A l’issue du Conseil d’Administration du 22 février 2011, Cyrille van Effenterre a été reconduit à la présidence de ParisTech. L’occasion d’un bilan et de nouveaux projets afin de renforcer l’intégration des 12 établissements.

Cyrille van Effenterre, Président ParisTech

Comment abordez-vous votre nouveau mandat de président de ParisTech ?
ParisTech est depuis toujours un projet délicat, c’est ce qui le rend d’autant plus enthousiasmant. J’aime à le comparer à la construction européenne. Car nos établissements, tels des pays, ont décidé de se construire un avenir commun, en dépassant leurs spécificités historiques et culturelles.

Quel est le bilan positif de ces dernières années ?
Nous avons mis en place un espace commun dans lequel grâce à leurs carte d’étudiants de ParisTech, nos élèves peuvent circuler entre écoles. Les échanges se développent aussi avec des modules d’enseignement communs et des doubles diplômes. La plupart des accords internationaux stratégiques sont désormais ouverts sous l’égide de ParisTech comme récemment avec le réseau des Instituts Indiens de Technologies. ParisTech s’impose en outre progressivement comme une marque ombrelle pour ses membres.

Et les domaines dans lesquels l’alliance doit encore progresser ?
Comme pour les autres Pôles de Recherche et d’Enseignement Supérieur, nous constatons une insuffisance du transfert de moyens et de compétences. Par exemple les doctorats restent délivrés par les établissements, seul le diplôme de master a été transféré. Autre point critique, les financements complémentaires privés que nous avions pour ambition de développer à un niveau bien supérieur. La Fondation ParisTech n’a été créée que l’an dernier. Nous devons aussi travailler sur l’articulation entre les associations d’alumni des écoles et leurs fondations. Nous ne pouvons être en concurrence visà- vis des entreprises.

Ma principale mission sera de favoriser plus d’intégration et d’accompagner la recherche d’un nouveau statut pour ParisTech.

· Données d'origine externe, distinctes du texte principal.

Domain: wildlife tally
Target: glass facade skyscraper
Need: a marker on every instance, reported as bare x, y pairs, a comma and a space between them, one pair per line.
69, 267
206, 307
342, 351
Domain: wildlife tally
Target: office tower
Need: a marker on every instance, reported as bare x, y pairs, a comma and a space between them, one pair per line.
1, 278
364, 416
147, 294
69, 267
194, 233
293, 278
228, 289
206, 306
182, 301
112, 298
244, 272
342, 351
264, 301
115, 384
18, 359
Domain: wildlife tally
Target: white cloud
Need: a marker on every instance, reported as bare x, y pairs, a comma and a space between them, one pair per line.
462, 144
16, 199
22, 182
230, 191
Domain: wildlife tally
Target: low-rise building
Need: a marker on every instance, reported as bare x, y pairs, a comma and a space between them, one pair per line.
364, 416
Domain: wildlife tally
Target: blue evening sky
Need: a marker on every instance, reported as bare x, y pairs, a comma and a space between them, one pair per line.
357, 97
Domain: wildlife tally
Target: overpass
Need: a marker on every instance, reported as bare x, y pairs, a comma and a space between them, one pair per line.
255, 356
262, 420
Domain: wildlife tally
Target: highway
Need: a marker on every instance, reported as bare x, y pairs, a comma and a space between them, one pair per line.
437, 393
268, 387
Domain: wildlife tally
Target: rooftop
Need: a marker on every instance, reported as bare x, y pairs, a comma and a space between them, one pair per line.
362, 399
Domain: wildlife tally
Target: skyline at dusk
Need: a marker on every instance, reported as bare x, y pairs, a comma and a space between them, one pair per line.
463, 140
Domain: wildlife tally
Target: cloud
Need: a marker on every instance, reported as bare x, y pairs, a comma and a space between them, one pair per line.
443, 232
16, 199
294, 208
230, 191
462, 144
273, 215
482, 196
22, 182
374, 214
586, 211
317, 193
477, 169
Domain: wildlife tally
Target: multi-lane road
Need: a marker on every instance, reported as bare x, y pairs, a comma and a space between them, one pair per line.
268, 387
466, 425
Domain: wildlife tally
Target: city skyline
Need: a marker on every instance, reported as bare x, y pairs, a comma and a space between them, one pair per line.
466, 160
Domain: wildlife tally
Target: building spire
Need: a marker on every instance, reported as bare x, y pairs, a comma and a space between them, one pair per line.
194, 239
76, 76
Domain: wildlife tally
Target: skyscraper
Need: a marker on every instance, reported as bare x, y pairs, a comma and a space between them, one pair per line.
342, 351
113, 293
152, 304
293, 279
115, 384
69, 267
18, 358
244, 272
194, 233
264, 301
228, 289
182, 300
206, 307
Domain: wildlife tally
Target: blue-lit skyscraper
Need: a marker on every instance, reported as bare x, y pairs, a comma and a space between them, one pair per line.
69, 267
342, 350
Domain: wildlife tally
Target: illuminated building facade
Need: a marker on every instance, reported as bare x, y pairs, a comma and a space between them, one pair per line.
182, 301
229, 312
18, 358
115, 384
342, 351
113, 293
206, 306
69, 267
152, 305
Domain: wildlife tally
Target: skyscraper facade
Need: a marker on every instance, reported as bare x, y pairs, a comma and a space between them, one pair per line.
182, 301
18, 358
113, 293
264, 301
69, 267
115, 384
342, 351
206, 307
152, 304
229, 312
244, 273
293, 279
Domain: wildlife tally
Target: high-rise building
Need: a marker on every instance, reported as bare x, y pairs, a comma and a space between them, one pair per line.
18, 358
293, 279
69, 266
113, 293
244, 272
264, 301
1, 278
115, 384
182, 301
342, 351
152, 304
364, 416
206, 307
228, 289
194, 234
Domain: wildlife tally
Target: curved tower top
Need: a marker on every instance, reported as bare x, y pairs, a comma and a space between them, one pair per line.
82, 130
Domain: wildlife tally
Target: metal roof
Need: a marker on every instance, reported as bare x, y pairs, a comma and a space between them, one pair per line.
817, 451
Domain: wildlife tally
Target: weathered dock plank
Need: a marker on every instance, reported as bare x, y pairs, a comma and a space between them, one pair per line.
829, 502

Quels sont vos projets pour ce nouveau mandat ?
Ils sont à l’image de ce bilan en deux tons : la dynamique est là, mais elle reste trop lente, notamment du fait de notre statut d’Établissement Public de Coopération Scientifique. La gouvernance reste trop faible. Le transfert de 5 écoles membres sur le Campus de Saclay, aura pour conséquence que 8 de nos membres y seront regroupés. C’est une chance extraordinaire d’intégration avec, à terme des laboratoires communs, des services et des équipements mutualisés, et plus grande mobilité étudiante. Cela pose aussi la question de l’articulation des relations avec les 4 autres écoles et les autres PRES dont sont membres les écoles de ParisTech. Nous sommes également dans l’attente des résultats des dotations pour les laboratoires d’excellence dans le cadre du Grand Emprunt. ParisTech a été distingué concernant les équipements d’excellence. Ces fonds peuvent devenir un autre outil de notre intégration. Reste à trouver la structure qui nous permettra d’atteindre notre ambition de créer un MIT à la française.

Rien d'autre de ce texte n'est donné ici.